Outra contribuição muito significativa veio do geólogo texano Jeffrey Brown, que apresentou uma versão explosiva da sua teoria de que as taxas de exportação mundial dos países que vendem petróleo são capazes de descer tão mais fortemente do que as taxas de declínio da produção actual, que o mundo será lançado numa crise de exportação de petróleo dentro dos próximos cinco anos – e que esta crise de exportação seria a prova da situação definidora da história do Pico Petrolífero.

Houve muito mais contribuições proveitosas sobre temas que foram desde o futuro da indústria da aviação até ao reviver do serviço ferroviário de passageiros, e à questão da energia nuclear.
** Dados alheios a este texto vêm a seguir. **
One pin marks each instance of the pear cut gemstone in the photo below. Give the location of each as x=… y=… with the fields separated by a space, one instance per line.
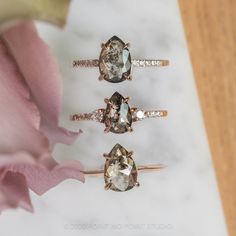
x=118 y=117
x=115 y=61
x=120 y=171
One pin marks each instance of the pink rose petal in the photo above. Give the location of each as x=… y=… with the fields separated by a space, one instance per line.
x=30 y=101
x=41 y=73
x=41 y=175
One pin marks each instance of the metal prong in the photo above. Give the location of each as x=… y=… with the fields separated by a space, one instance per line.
x=129 y=77
x=103 y=45
x=127 y=45
x=127 y=99
x=107 y=186
x=130 y=153
x=107 y=101
x=107 y=129
x=130 y=129
x=106 y=155
x=101 y=77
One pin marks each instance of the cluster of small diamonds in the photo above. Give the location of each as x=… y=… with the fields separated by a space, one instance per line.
x=138 y=114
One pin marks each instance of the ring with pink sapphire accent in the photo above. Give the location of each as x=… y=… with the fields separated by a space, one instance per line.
x=118 y=116
x=115 y=63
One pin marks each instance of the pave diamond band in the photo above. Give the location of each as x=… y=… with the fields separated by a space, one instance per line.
x=120 y=171
x=137 y=115
x=136 y=63
x=115 y=63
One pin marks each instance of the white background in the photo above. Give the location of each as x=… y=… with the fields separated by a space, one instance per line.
x=181 y=200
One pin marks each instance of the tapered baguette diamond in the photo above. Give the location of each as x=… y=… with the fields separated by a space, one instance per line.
x=115 y=61
x=118 y=117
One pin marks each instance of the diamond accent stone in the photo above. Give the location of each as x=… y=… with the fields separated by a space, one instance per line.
x=115 y=61
x=120 y=171
x=118 y=117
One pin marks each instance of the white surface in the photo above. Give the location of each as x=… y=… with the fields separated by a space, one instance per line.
x=181 y=200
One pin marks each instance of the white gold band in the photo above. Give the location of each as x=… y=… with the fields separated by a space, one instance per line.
x=135 y=63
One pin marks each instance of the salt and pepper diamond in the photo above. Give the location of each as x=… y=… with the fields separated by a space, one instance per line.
x=115 y=61
x=120 y=172
x=118 y=117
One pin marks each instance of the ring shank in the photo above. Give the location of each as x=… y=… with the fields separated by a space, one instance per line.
x=142 y=168
x=135 y=63
x=137 y=115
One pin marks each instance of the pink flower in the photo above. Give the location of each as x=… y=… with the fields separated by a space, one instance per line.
x=30 y=103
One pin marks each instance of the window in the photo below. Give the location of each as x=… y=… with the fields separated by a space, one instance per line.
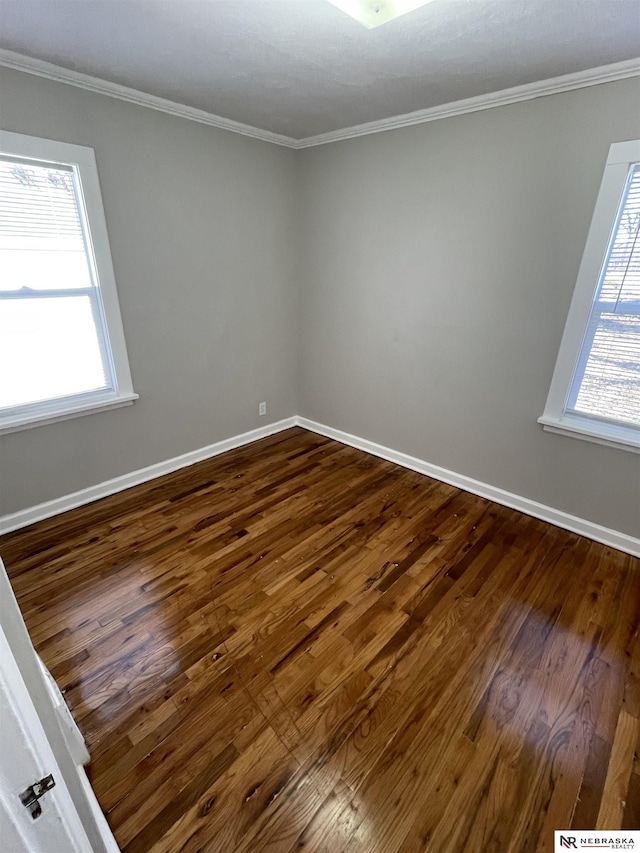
x=595 y=391
x=62 y=347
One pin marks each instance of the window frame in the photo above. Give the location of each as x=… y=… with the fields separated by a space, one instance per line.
x=605 y=218
x=83 y=163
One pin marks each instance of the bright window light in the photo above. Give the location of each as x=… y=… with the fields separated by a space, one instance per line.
x=373 y=13
x=62 y=347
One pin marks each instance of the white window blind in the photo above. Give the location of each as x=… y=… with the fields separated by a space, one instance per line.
x=52 y=334
x=62 y=347
x=606 y=380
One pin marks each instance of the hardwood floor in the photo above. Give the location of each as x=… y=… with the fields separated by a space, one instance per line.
x=296 y=645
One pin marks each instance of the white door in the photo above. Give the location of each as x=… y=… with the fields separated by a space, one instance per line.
x=25 y=758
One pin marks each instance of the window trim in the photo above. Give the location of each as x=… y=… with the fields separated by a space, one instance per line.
x=555 y=419
x=83 y=159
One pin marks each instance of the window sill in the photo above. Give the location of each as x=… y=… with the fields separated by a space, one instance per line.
x=15 y=423
x=623 y=438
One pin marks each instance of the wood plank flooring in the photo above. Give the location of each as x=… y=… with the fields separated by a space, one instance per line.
x=297 y=645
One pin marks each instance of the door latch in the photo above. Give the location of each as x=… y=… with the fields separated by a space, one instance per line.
x=30 y=798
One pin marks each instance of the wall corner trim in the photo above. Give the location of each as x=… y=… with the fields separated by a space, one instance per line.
x=605 y=535
x=581 y=526
x=501 y=98
x=58 y=74
x=48 y=509
x=528 y=91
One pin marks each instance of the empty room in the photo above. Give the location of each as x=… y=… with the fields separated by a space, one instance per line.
x=319 y=426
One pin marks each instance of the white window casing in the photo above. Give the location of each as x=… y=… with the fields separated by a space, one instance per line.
x=595 y=390
x=56 y=276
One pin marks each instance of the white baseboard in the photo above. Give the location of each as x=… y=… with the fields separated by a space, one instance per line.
x=24 y=517
x=614 y=538
x=621 y=541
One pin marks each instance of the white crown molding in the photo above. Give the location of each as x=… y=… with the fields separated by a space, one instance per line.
x=613 y=538
x=19 y=62
x=552 y=86
x=605 y=535
x=24 y=517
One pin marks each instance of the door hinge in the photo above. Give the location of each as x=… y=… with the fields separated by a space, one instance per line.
x=31 y=796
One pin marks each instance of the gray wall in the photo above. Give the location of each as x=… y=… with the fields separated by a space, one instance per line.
x=200 y=224
x=409 y=287
x=439 y=262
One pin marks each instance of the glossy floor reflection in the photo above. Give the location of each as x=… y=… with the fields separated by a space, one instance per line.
x=296 y=645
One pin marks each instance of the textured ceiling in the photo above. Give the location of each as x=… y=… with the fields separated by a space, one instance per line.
x=302 y=67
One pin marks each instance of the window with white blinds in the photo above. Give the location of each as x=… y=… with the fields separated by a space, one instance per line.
x=56 y=328
x=595 y=391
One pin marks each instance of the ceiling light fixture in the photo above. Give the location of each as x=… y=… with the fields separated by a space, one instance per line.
x=372 y=13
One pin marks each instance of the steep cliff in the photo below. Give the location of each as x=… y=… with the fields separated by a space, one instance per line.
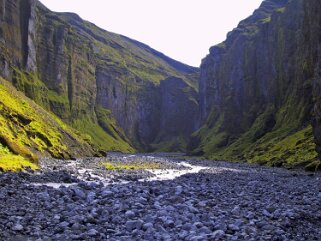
x=256 y=89
x=105 y=85
x=27 y=132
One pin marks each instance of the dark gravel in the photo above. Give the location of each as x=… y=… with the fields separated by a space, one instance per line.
x=224 y=202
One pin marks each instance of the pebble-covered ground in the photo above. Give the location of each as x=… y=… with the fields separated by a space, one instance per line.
x=223 y=201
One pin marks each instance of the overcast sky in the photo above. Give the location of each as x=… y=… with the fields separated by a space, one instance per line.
x=181 y=29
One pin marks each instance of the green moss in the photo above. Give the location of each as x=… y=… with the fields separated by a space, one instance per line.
x=130 y=166
x=26 y=129
x=294 y=150
x=15 y=163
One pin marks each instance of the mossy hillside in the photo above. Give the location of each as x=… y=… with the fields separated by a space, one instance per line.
x=69 y=54
x=27 y=130
x=257 y=91
x=283 y=143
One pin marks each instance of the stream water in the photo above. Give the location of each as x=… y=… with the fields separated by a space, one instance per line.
x=96 y=171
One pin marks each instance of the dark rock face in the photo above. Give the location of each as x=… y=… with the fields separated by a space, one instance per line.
x=313 y=34
x=255 y=88
x=90 y=77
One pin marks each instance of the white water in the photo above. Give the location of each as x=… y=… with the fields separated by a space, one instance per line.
x=170 y=174
x=159 y=175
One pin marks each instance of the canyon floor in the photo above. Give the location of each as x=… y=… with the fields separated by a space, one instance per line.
x=158 y=197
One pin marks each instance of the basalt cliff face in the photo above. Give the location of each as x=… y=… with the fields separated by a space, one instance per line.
x=256 y=88
x=117 y=93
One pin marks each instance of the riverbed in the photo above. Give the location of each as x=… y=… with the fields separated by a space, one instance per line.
x=181 y=199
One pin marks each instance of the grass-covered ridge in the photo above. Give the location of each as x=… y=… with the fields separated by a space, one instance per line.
x=27 y=131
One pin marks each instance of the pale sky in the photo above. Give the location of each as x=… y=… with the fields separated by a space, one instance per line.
x=181 y=29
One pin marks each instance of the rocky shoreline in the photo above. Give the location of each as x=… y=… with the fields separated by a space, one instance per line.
x=222 y=201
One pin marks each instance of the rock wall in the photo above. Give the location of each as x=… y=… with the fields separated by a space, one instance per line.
x=255 y=89
x=103 y=84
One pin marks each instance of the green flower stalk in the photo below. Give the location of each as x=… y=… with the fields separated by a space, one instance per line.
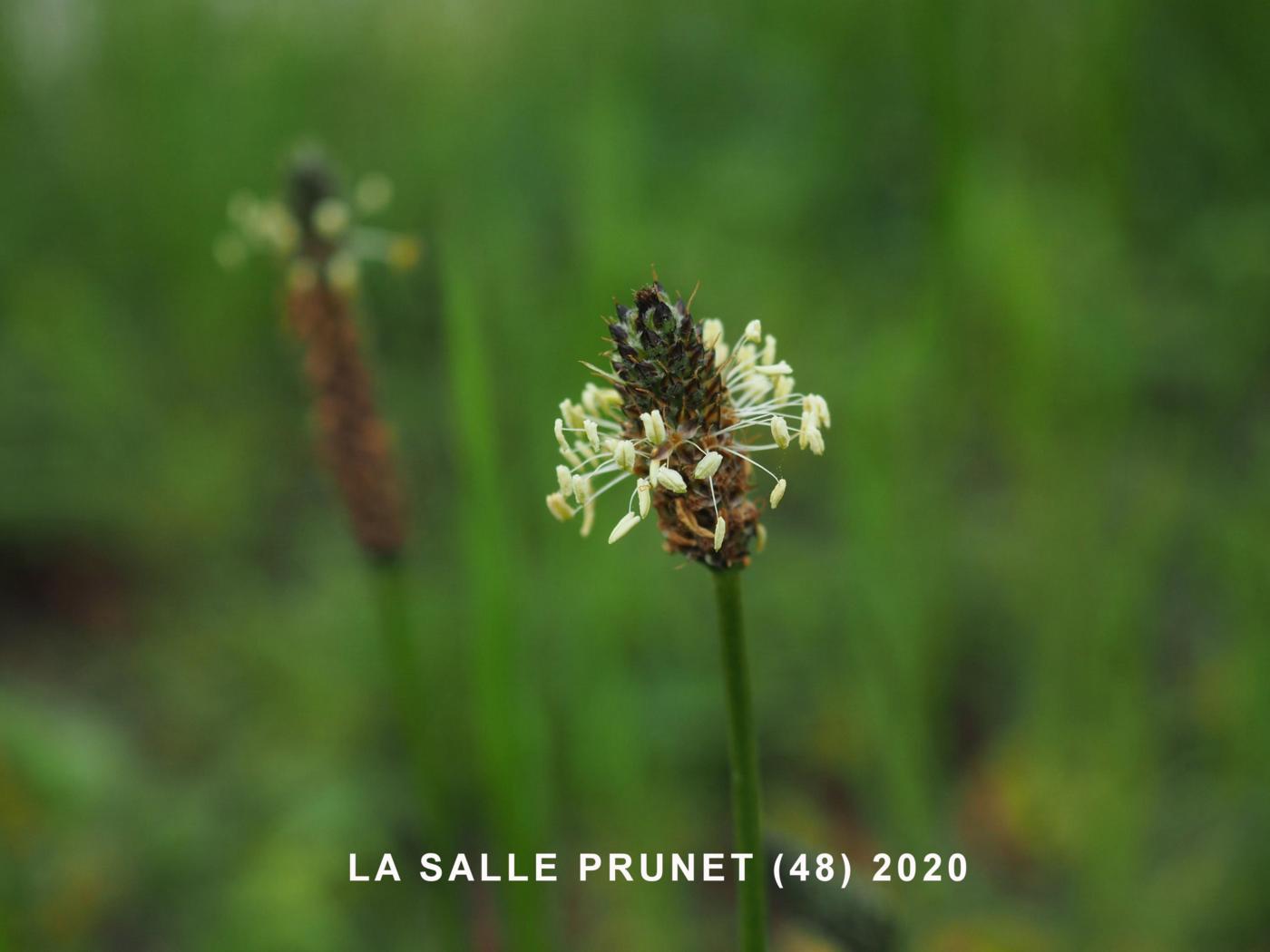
x=315 y=232
x=683 y=414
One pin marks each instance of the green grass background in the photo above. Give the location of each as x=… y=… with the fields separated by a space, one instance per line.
x=1020 y=608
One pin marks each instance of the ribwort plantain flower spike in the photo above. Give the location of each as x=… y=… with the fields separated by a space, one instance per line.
x=683 y=413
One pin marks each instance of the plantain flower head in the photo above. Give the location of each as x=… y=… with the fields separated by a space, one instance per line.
x=320 y=232
x=683 y=414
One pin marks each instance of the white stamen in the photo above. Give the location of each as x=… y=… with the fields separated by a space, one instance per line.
x=708 y=466
x=561 y=510
x=822 y=409
x=777 y=494
x=624 y=454
x=670 y=480
x=625 y=524
x=660 y=427
x=780 y=432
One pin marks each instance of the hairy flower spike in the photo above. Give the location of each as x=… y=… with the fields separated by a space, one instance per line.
x=315 y=237
x=561 y=510
x=683 y=414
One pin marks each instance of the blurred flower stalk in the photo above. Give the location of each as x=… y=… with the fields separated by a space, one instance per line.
x=683 y=414
x=317 y=234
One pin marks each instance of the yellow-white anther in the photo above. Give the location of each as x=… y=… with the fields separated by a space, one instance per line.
x=625 y=524
x=708 y=466
x=270 y=224
x=777 y=494
x=775 y=370
x=403 y=253
x=332 y=218
x=572 y=414
x=624 y=454
x=561 y=510
x=806 y=424
x=670 y=480
x=780 y=432
x=659 y=424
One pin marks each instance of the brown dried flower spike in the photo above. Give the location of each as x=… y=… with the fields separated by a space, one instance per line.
x=679 y=403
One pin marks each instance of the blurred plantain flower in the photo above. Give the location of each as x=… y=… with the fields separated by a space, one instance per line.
x=317 y=234
x=682 y=414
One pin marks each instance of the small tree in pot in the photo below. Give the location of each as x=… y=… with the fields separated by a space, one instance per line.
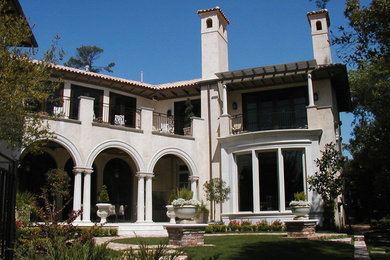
x=103 y=205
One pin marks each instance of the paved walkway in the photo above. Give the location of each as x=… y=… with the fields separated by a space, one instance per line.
x=360 y=251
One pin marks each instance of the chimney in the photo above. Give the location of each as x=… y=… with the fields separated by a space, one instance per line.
x=214 y=42
x=319 y=23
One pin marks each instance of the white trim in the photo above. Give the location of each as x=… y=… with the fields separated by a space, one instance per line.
x=131 y=151
x=179 y=153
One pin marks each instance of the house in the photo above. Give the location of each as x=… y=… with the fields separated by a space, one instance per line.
x=259 y=129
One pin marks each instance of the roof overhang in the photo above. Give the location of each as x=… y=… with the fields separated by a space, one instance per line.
x=15 y=9
x=179 y=89
x=290 y=73
x=268 y=75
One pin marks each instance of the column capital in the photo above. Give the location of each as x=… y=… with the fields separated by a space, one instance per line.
x=78 y=169
x=144 y=174
x=193 y=178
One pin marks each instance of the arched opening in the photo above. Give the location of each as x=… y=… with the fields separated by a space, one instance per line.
x=209 y=23
x=170 y=173
x=34 y=166
x=115 y=169
x=319 y=25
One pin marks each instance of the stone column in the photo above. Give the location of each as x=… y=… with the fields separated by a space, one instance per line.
x=77 y=190
x=87 y=195
x=148 y=198
x=194 y=186
x=141 y=198
x=310 y=90
x=224 y=100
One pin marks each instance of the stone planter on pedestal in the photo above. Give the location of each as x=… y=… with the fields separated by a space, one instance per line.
x=171 y=214
x=186 y=213
x=104 y=211
x=301 y=212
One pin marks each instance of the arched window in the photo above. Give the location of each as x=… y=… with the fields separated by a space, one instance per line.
x=319 y=25
x=209 y=23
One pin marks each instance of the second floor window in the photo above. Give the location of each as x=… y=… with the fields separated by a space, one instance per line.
x=78 y=91
x=275 y=109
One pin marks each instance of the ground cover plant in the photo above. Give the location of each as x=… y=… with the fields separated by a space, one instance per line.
x=269 y=247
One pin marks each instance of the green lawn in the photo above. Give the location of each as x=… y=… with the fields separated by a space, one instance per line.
x=263 y=247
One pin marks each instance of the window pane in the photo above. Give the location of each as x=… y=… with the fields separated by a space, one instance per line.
x=245 y=185
x=293 y=173
x=268 y=175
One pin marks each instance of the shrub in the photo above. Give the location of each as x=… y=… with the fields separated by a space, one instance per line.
x=103 y=195
x=381 y=224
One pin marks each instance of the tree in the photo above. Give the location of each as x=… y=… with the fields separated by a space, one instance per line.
x=365 y=45
x=23 y=82
x=327 y=182
x=86 y=56
x=216 y=191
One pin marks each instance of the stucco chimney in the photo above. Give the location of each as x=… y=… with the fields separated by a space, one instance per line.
x=214 y=42
x=319 y=23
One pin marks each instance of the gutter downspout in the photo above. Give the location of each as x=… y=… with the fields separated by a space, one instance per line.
x=210 y=148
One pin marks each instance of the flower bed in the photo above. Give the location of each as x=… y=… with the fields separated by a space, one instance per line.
x=246 y=226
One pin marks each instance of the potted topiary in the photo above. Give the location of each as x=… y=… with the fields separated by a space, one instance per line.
x=188 y=114
x=300 y=207
x=103 y=205
x=25 y=205
x=202 y=214
x=185 y=207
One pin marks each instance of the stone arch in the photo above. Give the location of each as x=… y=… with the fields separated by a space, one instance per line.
x=133 y=153
x=177 y=152
x=68 y=145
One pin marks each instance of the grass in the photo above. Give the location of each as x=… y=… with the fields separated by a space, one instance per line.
x=139 y=240
x=264 y=247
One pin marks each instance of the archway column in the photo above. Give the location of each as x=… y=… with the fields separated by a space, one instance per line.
x=141 y=197
x=87 y=195
x=194 y=186
x=148 y=198
x=77 y=190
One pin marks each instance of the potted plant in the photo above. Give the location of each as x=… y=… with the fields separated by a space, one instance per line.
x=25 y=204
x=185 y=207
x=188 y=114
x=103 y=205
x=300 y=207
x=202 y=214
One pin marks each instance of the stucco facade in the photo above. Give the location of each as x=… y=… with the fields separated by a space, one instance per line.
x=125 y=133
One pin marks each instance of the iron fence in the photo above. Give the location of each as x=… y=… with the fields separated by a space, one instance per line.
x=7 y=207
x=260 y=121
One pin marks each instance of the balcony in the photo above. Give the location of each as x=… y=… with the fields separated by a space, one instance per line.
x=252 y=122
x=169 y=124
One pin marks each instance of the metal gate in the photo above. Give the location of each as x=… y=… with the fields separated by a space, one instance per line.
x=7 y=205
E houve uma apresentação deveras sucateira feita por um apaniguado da empresa Toyota, destinada a lançar areia para os olhos da audiência sobre o futuro das alegres viagens de automóvel (os produtos da Toyota iriam salvá-la do Pico Petrolífero).

Para saber mais pormenores, visitem TheOilDrum.com , o melhor sítio web do país para discussões sobre energia.

Se estiveram presentes neste evento repórteres dos meios de comunicação ditos "de referência", não encontrei nenhum. Aparentemente estão desinteressados do destino das economias industriais, pelo menos enquanto o senador Larry Craig andar por aí junto aos lavabos a treinar a ciência das novas posições, e Britney Spears continuar a brigar com K-Fed, e Diddy andar a espancar pessoas nos clubes nocturnos, e as pessoas andarem a assassinar os amigos por faltarem ao respeito aos seus cães.

22/Outubro/2007

[N.T. 1] ASPO-USA – Association for the Study of Peak Oil and Gas – USA
[N.T. 2] A Marcha da Morte de Bataan foi um crime de guerra que envolveu a transferência forçada de prisioneiros de guerra pelas forças japonesas nas Filipinas em 1942, em que morreram 10 mil dos 75 mil prisioneiros.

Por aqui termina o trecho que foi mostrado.